After outperforming global equity markets for two years, emerging market equities have underperformed since the start of 2018

In Turkey, the lira had been getting close to a rate of 5 to the US dollar on May 23 before the central bank intervened and implemented an emergency 300bps hike to its late liquidity window. Chris McGrath/Getty Images
In Turkey, the lira had been getting close to a rate of 5 to the US dollar on May 23 before the central bank intervened and implemented an emergency 300bps hike to its late liquidity window. Chris McGrath/Getty Images

In many ways the story of the last month has been the weakness of emerging markets, with Turkey and Argentina being in the spotlight due to the idiosyncratic responses of their governments to pressures on currencies, but with a more general theme also playing out as higher US interest rates, a stronger dollar and firmer oil prices threaten capital flows to those countries with large deficits, high inflation and reliance on foreign funding.

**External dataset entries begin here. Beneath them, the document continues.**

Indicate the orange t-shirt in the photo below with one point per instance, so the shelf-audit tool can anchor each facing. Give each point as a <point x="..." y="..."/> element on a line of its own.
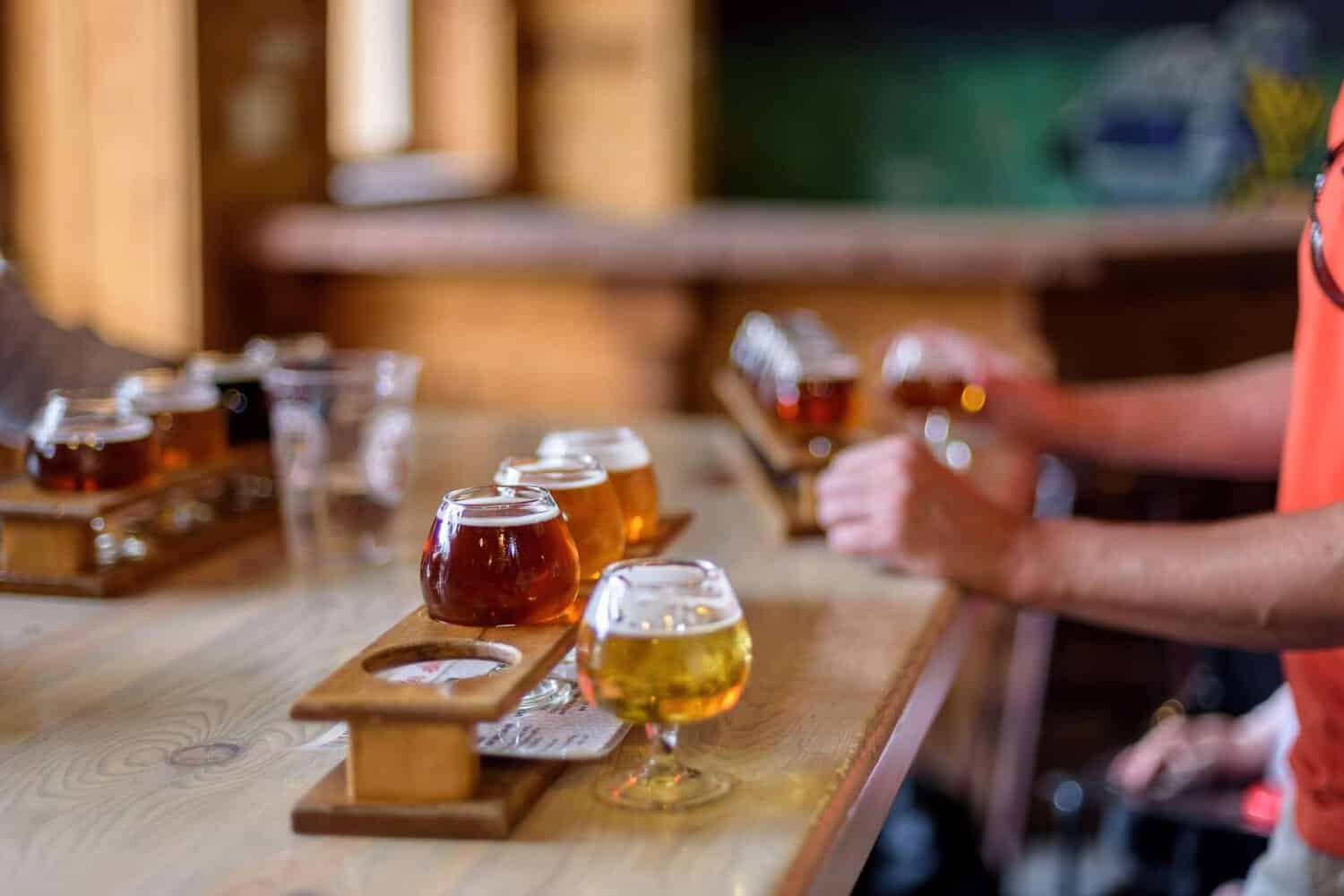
<point x="1314" y="476"/>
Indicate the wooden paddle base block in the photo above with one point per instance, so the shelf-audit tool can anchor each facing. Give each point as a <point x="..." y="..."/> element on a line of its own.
<point x="411" y="762"/>
<point x="505" y="790"/>
<point x="785" y="469"/>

After outperforming global equity markets for the last two years, emerging market equities have underperformed since the start of 2018. The MSCI EM index has dropped -1.9 per cent year-to-date (ytd) compared to a +0.4 per cent ytd gain in the MSCI World index, and since the start of second quarter of 2018, the MSCI EM index has dropped -2.9 per cent compared to a gain of +2.1 per cent in the MSCI World index.

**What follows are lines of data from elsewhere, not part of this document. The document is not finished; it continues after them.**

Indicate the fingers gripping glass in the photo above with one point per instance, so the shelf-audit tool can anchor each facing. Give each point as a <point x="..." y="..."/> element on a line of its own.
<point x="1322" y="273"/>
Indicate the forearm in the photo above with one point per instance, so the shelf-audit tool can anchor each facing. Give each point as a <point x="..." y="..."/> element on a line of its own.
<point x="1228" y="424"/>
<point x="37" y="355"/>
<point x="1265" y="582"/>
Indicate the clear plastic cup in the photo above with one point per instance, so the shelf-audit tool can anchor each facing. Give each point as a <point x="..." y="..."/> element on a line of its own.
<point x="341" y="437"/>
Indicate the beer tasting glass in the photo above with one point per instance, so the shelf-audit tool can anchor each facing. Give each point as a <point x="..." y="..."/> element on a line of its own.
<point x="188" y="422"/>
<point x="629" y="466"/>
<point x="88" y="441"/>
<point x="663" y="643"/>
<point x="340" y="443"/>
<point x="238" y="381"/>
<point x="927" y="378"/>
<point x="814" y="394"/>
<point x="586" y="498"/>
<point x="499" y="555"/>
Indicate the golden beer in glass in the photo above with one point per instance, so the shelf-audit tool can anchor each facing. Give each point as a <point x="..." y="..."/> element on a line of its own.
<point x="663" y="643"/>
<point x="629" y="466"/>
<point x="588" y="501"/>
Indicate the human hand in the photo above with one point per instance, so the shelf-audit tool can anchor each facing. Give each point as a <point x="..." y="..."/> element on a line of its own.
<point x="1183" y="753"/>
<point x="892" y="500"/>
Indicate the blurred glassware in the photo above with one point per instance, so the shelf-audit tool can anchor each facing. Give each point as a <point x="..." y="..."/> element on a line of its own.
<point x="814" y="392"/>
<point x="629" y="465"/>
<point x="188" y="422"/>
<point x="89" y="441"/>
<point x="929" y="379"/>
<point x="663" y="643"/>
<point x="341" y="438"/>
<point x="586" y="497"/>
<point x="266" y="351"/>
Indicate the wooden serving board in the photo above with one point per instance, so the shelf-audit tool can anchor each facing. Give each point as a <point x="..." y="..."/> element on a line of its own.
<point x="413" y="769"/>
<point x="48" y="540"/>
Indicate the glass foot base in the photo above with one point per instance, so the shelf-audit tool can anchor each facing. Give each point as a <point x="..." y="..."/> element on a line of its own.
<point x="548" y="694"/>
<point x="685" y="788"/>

A recent report by the ratings agency Fitch highlighted that EM debt securities have ballooned to $19.3 trillion from $5tn a decade ago, with China apparently accounting for more than half of this increase, but with the Ukraine, Turkey and Argentina being cited as “the most vulnerable”.

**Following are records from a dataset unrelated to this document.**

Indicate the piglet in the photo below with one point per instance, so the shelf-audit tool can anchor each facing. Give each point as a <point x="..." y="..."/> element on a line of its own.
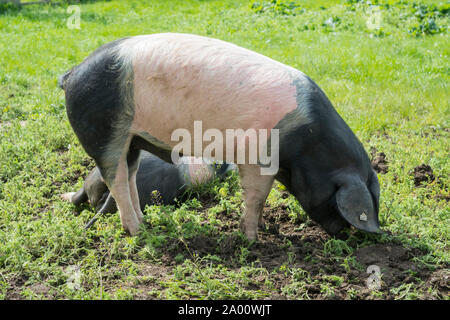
<point x="168" y="180"/>
<point x="137" y="93"/>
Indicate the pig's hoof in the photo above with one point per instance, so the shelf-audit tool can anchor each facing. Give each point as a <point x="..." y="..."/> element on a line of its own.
<point x="250" y="233"/>
<point x="132" y="228"/>
<point x="67" y="196"/>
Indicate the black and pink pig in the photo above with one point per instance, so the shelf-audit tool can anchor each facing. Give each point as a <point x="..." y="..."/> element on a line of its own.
<point x="132" y="94"/>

Approximately two-thirds of this EM debt is also dollar denominated making it particularly problematic at a time of dollar strength and rising US rates.

Argentina raised interest rates four times in less than a month to 40 per cent as the government tried to halt currency depreciation, contributing to a 56 basis point (bps) increase in 10-year Argentine government bond yields to 7.29 per cent.

In Turkey, the lira had been getting close to a rate of 5.00 to the US dollar on May 23 before the central bank intervened and implemented an emergency 300bps hike to its late liquidity window– its monetary policy tool of choice – taking it to 16.50 per cent.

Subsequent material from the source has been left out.